Assad won’t go, says Russia’s foreign minister
MOSCOW -- Syrian President Bashar Assad has no intention of leaving his country and rebels for the time being should put aside the demand that he step aside as a precondition for negotiations, Russia’s top diplomat said Saturday following a meeting in Moscow with the United Nations’ peace envoy to the conflict.
Foreign Minister Sergei Lavrov said envoy Lakhdar Brahimi told him that Assad was determined to “stay in his position to the end and will protect Syrian people, Syrian sovereignty and so on and so forth and there is no chance to change his position.” Brahimi met with the Syrian leader this week before traveling on to Moscow.
Lavrov reiterated that Russia, which remains one of the Syrian leader’s few international allies, is not bound to the notion that Assad remain in power.
He also insisted that Russia is not supplying offensive weapons to Syria and was only fulfilling its contract obligations to supply defensive weapons such as anti-aircraft systems. Moscow shouldn’t be held responsible for the arsenal of Soviet-era weapons still at the Syrian government’s disposal, he said.
Brahimi in his turn warned against “the Somalization of Syria,” a reference to the long conflict between Somalia’s government and rebels.

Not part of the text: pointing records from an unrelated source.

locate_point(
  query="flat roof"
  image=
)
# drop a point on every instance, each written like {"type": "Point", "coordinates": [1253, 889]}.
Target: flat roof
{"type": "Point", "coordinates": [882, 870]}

The envoy said Lebanon and Jordan could not accommodate a large number of additional refugees if fighting continued in neighboring Syria.
Lavrov said Russia was still open to holding talks with the Syrian opposition without preconditions with an aim of ending the fighting. Moaz Khatib, leader of the National Coalition of Syrian Revolutionary and Opposition Forces, had rejected Lavrov’s call this week for a dialog.
“To me personally it came as quite a surprise to read his statement that he is ready to meet with us only if we change our position [of backing Assad’s regime] and publicly apologize for this position,” Lavrov said at a news conference with Brahimi.
“We are ready for contacts with all the forces of Syrian opposition and proceed from the notion that they are thinking not of some ambitions of theirs but of their people’s destiny,” Lavrov said. “If they are convinced that Russia may play some role in this drama they must meet with our representatives without any conditions.”